Theon bietet sich dann auch gleich als Bodyguard für Bran an, der als Lebendköder den Nachtkönig anlocken soll. Ich melde allerdings leichte Zweifel an der Genialität dieses Plans an, denn selbst mit einer Handvoll Eisenmänner an seiner Seite dürfte Theon dem Herren der Eiszombies hoffnungslos unterlegen sein. Wäre es nicht schlauer, wirklich alle Kräfte zu bündeln und dem Nachtkönig einen tödlichen Hinterhalt zu bereiten, dem er nicht mehr entrinnen kann? Immerhin müssen die Lebenden nur den Nachtkönig erledigen, dann zerfallen die Weißen Wanderer zu Eis und Schnee – an dieser Hoffnung hängt das gesamte Vorgehen. Aber hey – kein Druck, Theon!
Aryas erstes (und letztes ?) Mal
Leider kommt auch diese Folge nicht ohne Arya Stark aus, deren aufgesetztes Coolness-Gehabe nach wie vor an meinen Nerven sägt. Aber bevor sie ihre große finale Kampfszene hat (ich vermute irgendwas mit parkourartigen Luftsprüngen und hol mir schon mal mein Beißholz), zerrt sie noch schnell Gendry in die Kiste – als Jungfrau will sie nicht sterben. Das soll wohl ihr letztes, verzweifeltes Streben nach ihrer fast verlorenen Menschlichkeit symbolisieren, ist dabei natürlich lupenreiner Fanservice – und lässt mich vollkommen kalt.

Meinetwegen, Arya und Gendry also. Von Dauer ist das eh nicht. Schade, dass der einstmals so faszinierende Charakter Arya Stark nur noch ein schales Abziehbild eines echten Menschen ist, das mich überhaupt nicht mehr berührt. War das die Absicht der Drehbuchschreiber? Das werden die letzten Folgen zeigen.
Und erwartungsgemäß endet die Folge mit einem fiesen Cliffhanger: Jon Snow enthüllt Daenerys seine wahre Identität als Aegon Targaryen, Dany reagiert dezent irritiert – doch bevor die Situation eskaliert, tönen Hörner durch die Nacht: Die Weißen Wanderer sind da. Das Ende hat begonnen.
Fazit: Die Schlinge zieht sich zu
Nein, so "richtig" ist es auch in dieser Woche noch nicht losgegangen, aber das allgemeine Gefühl der Beklemmung und des drohenden Untergangs steigert die Erwartungshaltung für die nächste Episode fast ins Unermessliche. Nächste Woche müssen wir von einigen geliebten Gesichtern Abschied nehmen, das steht fest. Und Winterfell wird untergehen. Das hier, die zweite Episode, ist lediglich die Ruhe vor dem (Eis-)Sturm.

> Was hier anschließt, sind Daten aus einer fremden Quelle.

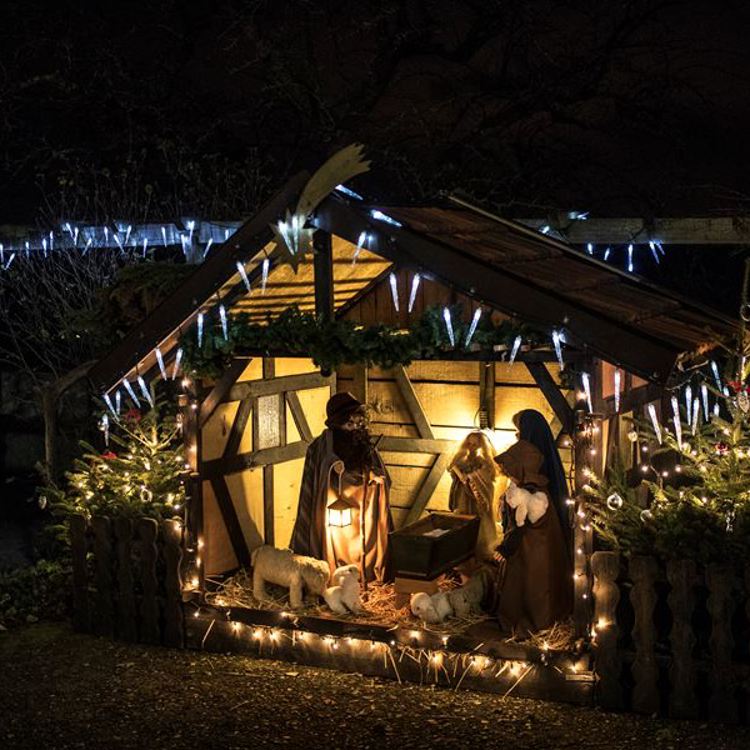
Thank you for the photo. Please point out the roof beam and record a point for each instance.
(642, 354)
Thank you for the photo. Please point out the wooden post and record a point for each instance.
(103, 616)
(149, 604)
(683, 702)
(79, 549)
(174, 628)
(643, 571)
(323, 269)
(126, 623)
(722, 705)
(607, 660)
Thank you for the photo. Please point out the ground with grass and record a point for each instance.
(63, 690)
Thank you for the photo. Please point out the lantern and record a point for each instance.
(339, 513)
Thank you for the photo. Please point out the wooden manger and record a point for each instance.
(247, 430)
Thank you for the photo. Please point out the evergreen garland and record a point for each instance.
(335, 342)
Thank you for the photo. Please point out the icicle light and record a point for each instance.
(473, 326)
(177, 361)
(414, 288)
(449, 325)
(393, 281)
(655, 422)
(160, 362)
(617, 379)
(145, 391)
(586, 378)
(223, 318)
(243, 274)
(200, 330)
(515, 349)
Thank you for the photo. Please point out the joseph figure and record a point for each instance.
(343, 464)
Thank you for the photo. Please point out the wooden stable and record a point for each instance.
(247, 431)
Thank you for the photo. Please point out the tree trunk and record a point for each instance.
(49, 396)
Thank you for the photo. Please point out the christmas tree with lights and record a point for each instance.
(140, 473)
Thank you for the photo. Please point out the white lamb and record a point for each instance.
(343, 596)
(284, 568)
(526, 504)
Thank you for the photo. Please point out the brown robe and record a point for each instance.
(535, 585)
(370, 513)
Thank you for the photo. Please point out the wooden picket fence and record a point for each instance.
(127, 580)
(672, 638)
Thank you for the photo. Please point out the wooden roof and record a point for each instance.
(513, 269)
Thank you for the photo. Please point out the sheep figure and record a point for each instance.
(526, 504)
(295, 572)
(343, 596)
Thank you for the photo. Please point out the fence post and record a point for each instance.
(643, 571)
(78, 526)
(174, 632)
(683, 702)
(605, 567)
(126, 624)
(103, 616)
(149, 609)
(722, 705)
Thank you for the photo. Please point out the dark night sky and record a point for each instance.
(148, 110)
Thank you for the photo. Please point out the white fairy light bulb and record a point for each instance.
(160, 362)
(473, 326)
(449, 325)
(110, 406)
(515, 349)
(360, 244)
(200, 329)
(131, 392)
(655, 422)
(393, 281)
(676, 420)
(557, 343)
(177, 361)
(696, 414)
(243, 275)
(145, 391)
(587, 390)
(265, 266)
(413, 293)
(223, 318)
(617, 379)
(715, 371)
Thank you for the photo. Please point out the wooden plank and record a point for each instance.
(126, 623)
(78, 526)
(323, 264)
(238, 427)
(254, 388)
(300, 420)
(552, 393)
(102, 618)
(223, 386)
(174, 626)
(148, 610)
(229, 516)
(253, 460)
(428, 487)
(415, 445)
(645, 354)
(412, 403)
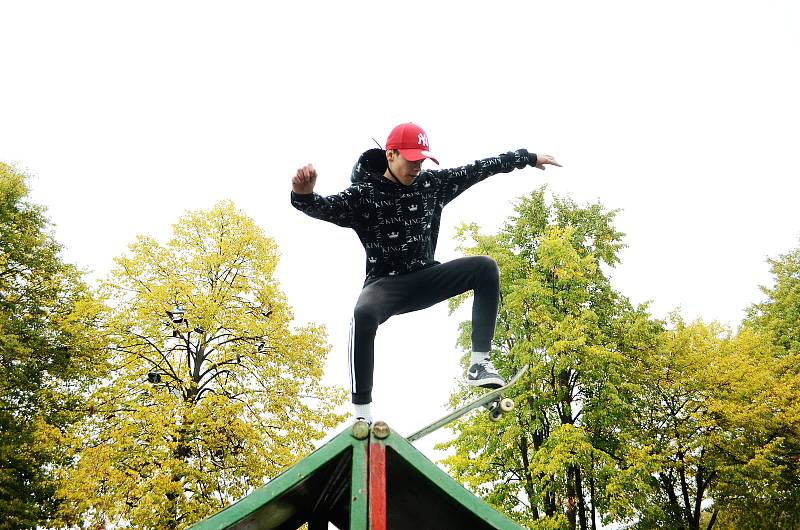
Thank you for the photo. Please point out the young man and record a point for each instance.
(395, 207)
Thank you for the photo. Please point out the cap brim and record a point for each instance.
(412, 155)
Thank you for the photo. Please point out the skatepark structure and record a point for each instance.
(363, 478)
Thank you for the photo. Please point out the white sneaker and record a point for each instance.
(484, 374)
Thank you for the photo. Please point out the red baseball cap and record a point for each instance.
(411, 141)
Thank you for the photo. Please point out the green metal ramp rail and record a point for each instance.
(361, 479)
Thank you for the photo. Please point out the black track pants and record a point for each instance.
(394, 295)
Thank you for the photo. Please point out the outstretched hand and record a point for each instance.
(304, 180)
(543, 160)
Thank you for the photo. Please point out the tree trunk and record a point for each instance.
(572, 511)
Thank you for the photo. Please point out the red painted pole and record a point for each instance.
(377, 486)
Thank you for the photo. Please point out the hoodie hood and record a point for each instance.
(371, 164)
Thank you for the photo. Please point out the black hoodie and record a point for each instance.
(398, 225)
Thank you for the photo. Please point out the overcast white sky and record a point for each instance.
(684, 114)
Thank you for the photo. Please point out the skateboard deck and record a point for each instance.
(493, 400)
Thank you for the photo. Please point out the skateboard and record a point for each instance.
(492, 400)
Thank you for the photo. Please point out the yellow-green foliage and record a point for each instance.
(622, 418)
(48, 355)
(239, 397)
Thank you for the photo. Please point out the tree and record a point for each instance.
(48, 355)
(772, 498)
(555, 463)
(212, 391)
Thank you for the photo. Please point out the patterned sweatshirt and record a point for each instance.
(398, 225)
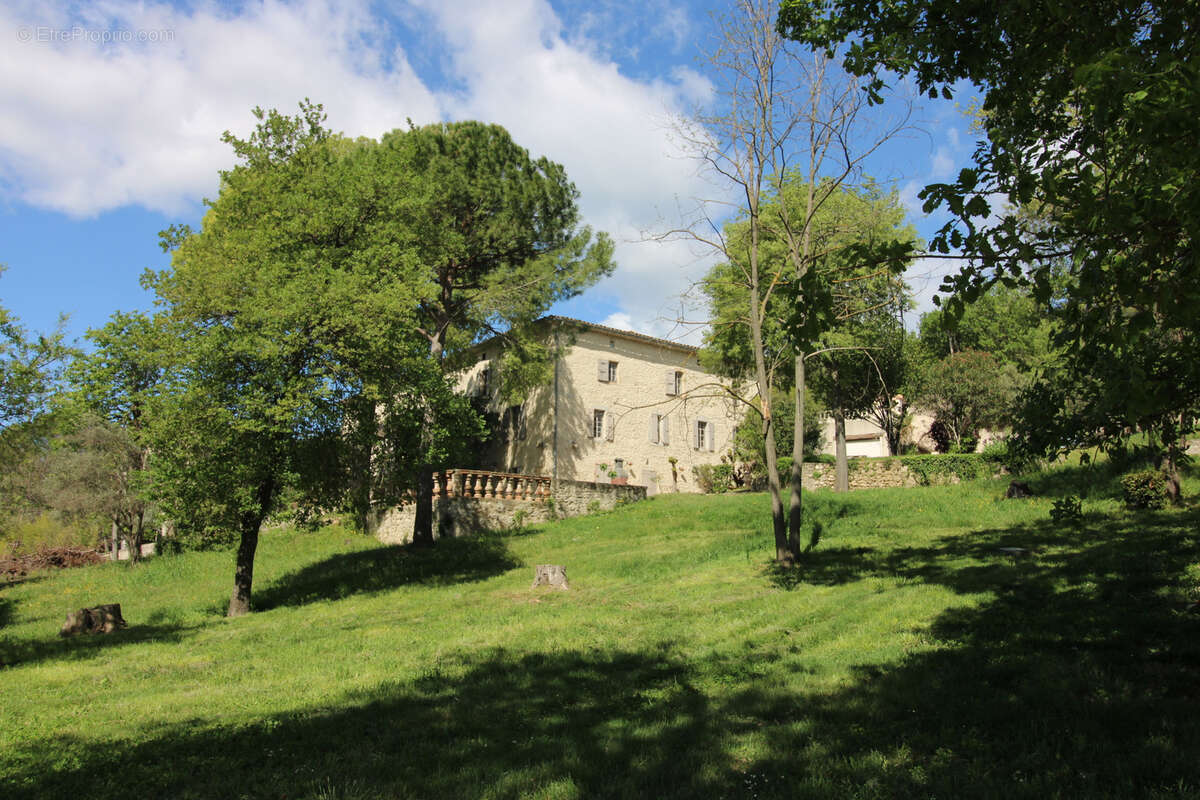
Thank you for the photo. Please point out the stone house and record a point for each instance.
(621, 407)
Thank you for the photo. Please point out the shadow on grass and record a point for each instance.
(450, 560)
(78, 648)
(1077, 677)
(615, 725)
(1074, 674)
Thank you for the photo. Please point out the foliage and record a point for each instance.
(487, 239)
(1084, 113)
(286, 334)
(945, 468)
(30, 366)
(969, 391)
(1006, 322)
(749, 447)
(1144, 489)
(713, 479)
(1067, 510)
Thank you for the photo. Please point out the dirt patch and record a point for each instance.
(51, 558)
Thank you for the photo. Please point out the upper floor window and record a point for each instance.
(659, 432)
(606, 372)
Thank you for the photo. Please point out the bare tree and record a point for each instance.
(783, 116)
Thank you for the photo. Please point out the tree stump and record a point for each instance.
(550, 575)
(100, 619)
(1019, 489)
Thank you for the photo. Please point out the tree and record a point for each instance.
(490, 239)
(30, 366)
(969, 391)
(279, 322)
(115, 384)
(780, 119)
(1005, 322)
(857, 361)
(1084, 110)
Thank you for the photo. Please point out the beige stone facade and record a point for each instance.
(619, 402)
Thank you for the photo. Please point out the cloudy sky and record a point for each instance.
(114, 110)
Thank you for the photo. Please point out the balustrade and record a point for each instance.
(487, 485)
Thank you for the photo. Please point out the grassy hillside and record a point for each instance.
(907, 656)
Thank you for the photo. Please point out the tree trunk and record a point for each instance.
(423, 516)
(136, 537)
(841, 468)
(423, 522)
(244, 572)
(796, 505)
(1171, 470)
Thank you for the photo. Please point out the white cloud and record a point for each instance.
(607, 130)
(91, 126)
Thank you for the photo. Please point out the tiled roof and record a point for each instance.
(617, 331)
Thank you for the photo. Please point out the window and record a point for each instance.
(606, 372)
(603, 423)
(659, 431)
(486, 382)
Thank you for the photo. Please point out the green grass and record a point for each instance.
(906, 656)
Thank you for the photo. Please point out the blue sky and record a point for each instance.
(114, 110)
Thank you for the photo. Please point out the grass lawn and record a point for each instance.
(906, 656)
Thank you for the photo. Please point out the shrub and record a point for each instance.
(1144, 489)
(941, 468)
(713, 479)
(1067, 510)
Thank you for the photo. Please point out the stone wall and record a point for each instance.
(462, 516)
(647, 420)
(888, 473)
(864, 474)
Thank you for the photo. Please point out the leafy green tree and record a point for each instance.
(490, 239)
(114, 384)
(1084, 110)
(1005, 322)
(30, 372)
(281, 320)
(749, 449)
(30, 366)
(840, 308)
(969, 391)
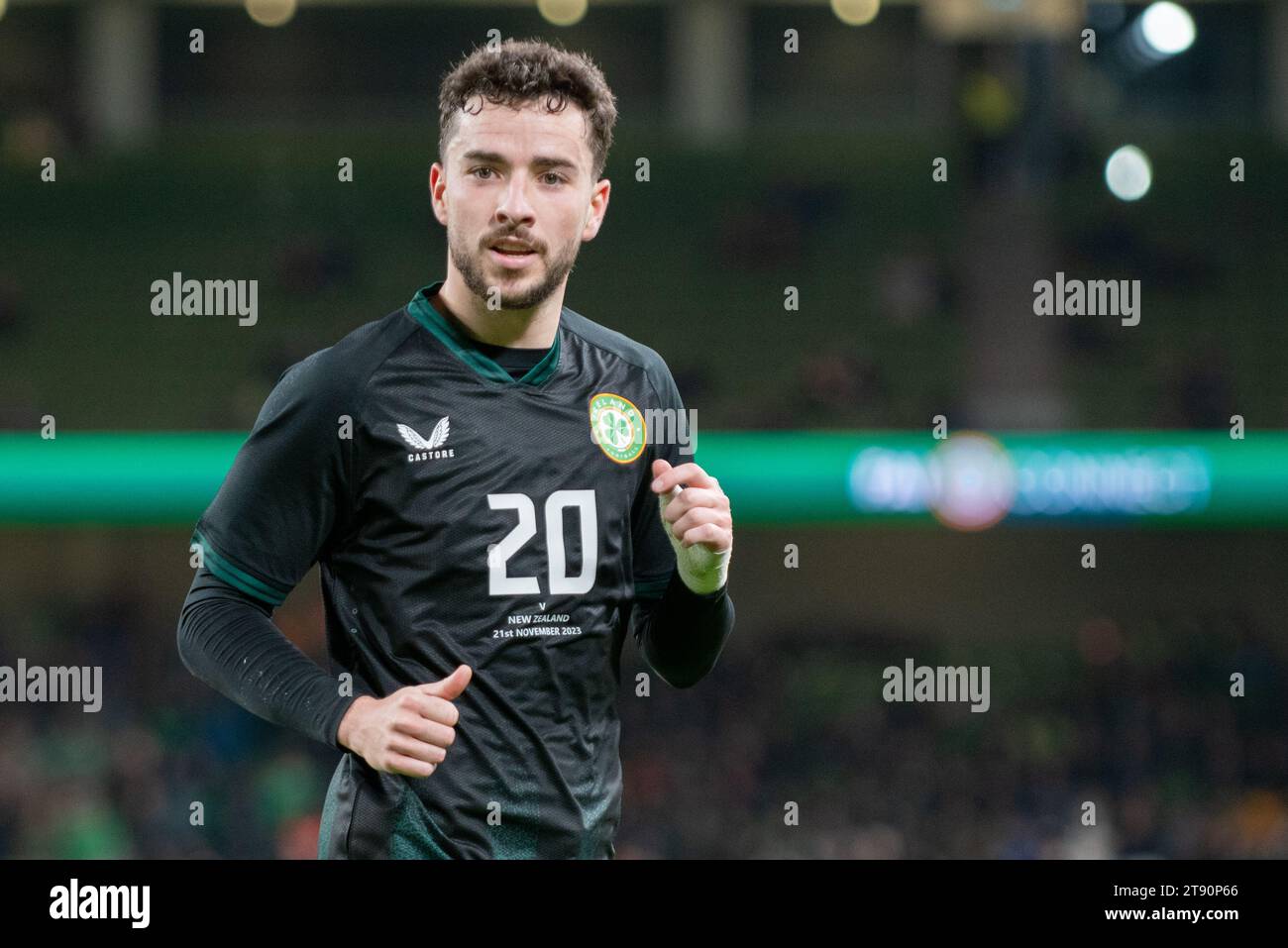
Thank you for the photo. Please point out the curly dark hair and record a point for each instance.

Genießen wir also noch ein letztes Mal das Zusammensein mit alten Freunden und ehemaligen Feinden – nun ist der Winter endgültig hier.
Noch ein paar lose Gedanken...
- Ist den Drehbuchschreibern kein guter Text für Varys eingefallen oder warum hing er die ganze Zeit nur stumm im Hintergrund rum? Was für eine Verschwendung!
- Wäre ich Grauwurm, würde ich keine Pläne fürs Wochenende (oder ein gemeinsames Leben mit Missandei) machen.
- Tormund und Beric Dondarrion sind um die Weißen Wanderer "herumgegangen" und treffen trotzdem vor ihnen in Winterfell ein? Obwohl die Weißen Wanderer in gerader Linie Richtung Süden marschieren und niemals Pause machen, niemals langsamer werden? Okay ...
- Recht so, Samwell! Alle tun immer so, als wärst Du nur ein nerdiger, dicker Bücherwurm, dabei hast Du schon Eiszombies gekillt, als andere Charaktere noch nicht mal wussten, dass es Eiszombies überhaupt gibt. Schluss mit dem Samwell-Shaming!